Q is for Quiet
It was there in black and white— due to a lack of funding, the patient is to be released.
Three nights later, Prince and I found a quiet corner and tried to console each other. “This can’t be happening,” he said, “I love you Lani, and I know that once you leave here I’ll never see you again.”
“You don’t know what the future holds…” I whispered, but in my heart I knew he was right. With the ugliness and violence of segregation gnashing its bloodthirsty teeth, I couldn’t even invite him to come to Daytona for a visit. That night was the last time I ever saw Prince, but as he sadly walked away I caught a glimmer of the silver medallion that remained around his neck.
The next day I would return to Daytona Beach, under-rehabilitated and unsure of what the future held. I was certain of only one thing. My days would be spent in a spiffy little silver wheelchair with spokes on the wheels.

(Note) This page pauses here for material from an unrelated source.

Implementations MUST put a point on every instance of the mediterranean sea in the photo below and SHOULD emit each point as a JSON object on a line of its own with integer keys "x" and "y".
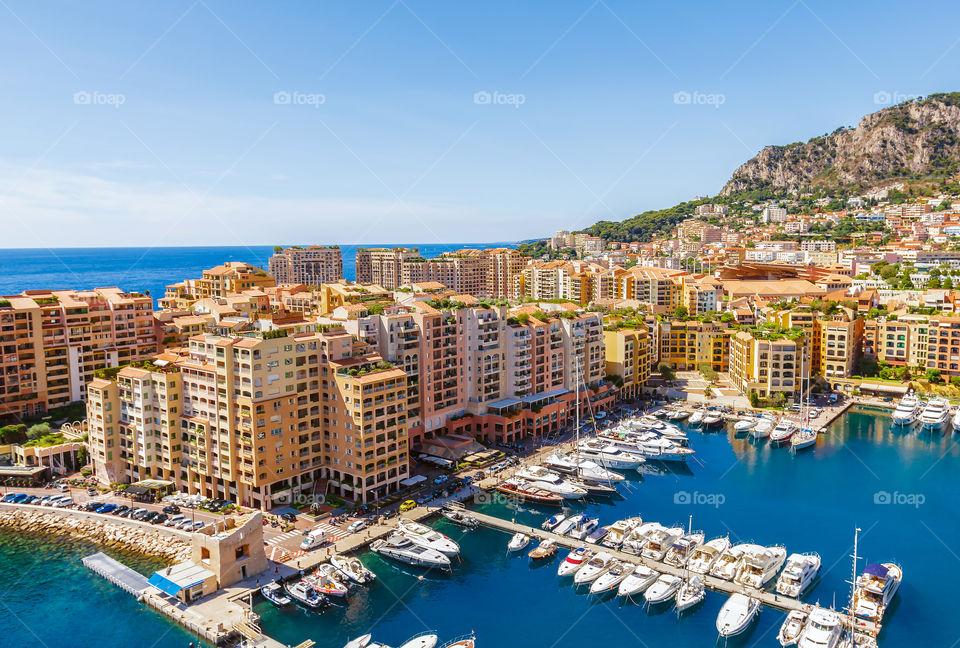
{"x": 144, "y": 269}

Vocational Rehabilitation had purchased the chair for me, but now I was on my own. I had to find a career that would enable me to support myself and a caregiver. And, I needed a college education to do it. Back to School? I had always hated school and dropped out of high school when I was still fifteen , so how, I wondered, would I cope with the challenges of college? Maybe this time would be different… this time had to be different! Here I was, not fully rehabilitated and carrying a lifelong hatred of school— yet, I knew with absolute certainty that I was going to need an education if I was ever to have the independence I craved. As much as I would have preferred other alternatives, I had to accept the fact that a good education was key to the freedom I wanted— the freedom I needed— the freedom I’d strived for my entire life . Like it or not, I had to return to school.